This application relates to a variable speed drive provided for a fluid-moving device such as a fan operated within a refrigerant system, wherein the variable speed is achieved by an automated mechanical control for the fan drive.
Refrigerant systems are utilized in many applications to condition an environment. In particular, air conditioners and heat pumps are employed to cool and/or heat a secondary fluid such as air entering an environment. The cooling or heating load of the environment may vary with ambient conditions, occupancy level, other changes in sensible and latent load demands, and as the temperature and/or humidity set points are adjusted by an occupant of the environment.
It would be desirable to have a variable speed control for fluid-moving devices, such as the fans moving air over indoor and outdoor heat exchangers. As an example, a fan speed change may be desirable when there is a change in the compressor speed or mode of operation. As known, the compressor speed may need to be adjusted to accommodate internal and external thermal load demands. Further, to have an ability to operate in various modes, a refrigerant system may be provided with an economizer cycle, and a compressor may be equipped with an unloading function. When the compressor is run unloaded or economized, it may be desirable to change the fan speed accordingly to maintain operational parameters, such as temperature and humidity, within the environment to be conditioned. Additionally, the fan speed may be required to be adjusted with a change in occupancy level or to maintain desired sensible heat ratios to provide a certain level of comfort for an occupant of the environment. Also, it may be desirable to decrease the fan speed to improve the system efficiency by minimizing fan power draw.

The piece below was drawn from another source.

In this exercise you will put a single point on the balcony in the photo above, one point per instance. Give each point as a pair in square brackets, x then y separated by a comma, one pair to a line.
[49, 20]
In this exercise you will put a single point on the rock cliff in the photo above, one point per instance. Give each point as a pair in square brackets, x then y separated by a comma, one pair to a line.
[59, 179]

In another example, it may also be desirable to adjust the fan speed in response to changes of ambient conditions or variations in cooling requirements. For instance, to provide safe and reliable refrigerant system operation a condenser fan speed may be increased at high ambient temperatures to reduce discharge pressure (an opposite functionality may be required at low ambient temperatures), or an evaporator fan speed may need to be raised to prevent coil frosting.
In the past, if variable speed fan operation was desired, a variable frequency drive needed to be provided. However, variable speed drives are expensive, and are challenging to integrate with conventional system controls. Also, variable speed drives carry additional efficiency losses and reliability issues for a refrigerant system.

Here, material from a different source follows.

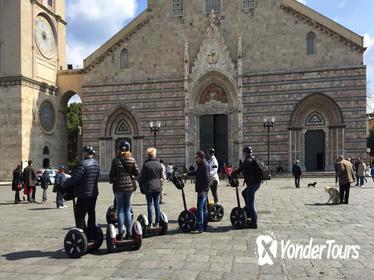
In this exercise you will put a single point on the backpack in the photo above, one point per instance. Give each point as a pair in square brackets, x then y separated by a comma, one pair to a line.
[262, 171]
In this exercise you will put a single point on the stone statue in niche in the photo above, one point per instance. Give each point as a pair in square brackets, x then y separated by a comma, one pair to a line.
[214, 93]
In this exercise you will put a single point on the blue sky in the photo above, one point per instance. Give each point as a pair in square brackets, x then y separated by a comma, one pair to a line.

In the past, to vary the fan speed, mechanical drives for the fans have been adjusted manually. As an example, such fans are typically driven by a mechanical pulley, and a mechanic would manually adjust the setting on the pulley to set the fan speed. However, such technology does not change the fan speed on the fly, and has typically been performed only at initial set-up/installation. Thus, this option does not allow a fan speed change in response to constantly changing operating conditions and cooling demands.
Thus, there is a need exists for automated mechanical variable speed drive for air moving devices provided within a refrigerant system.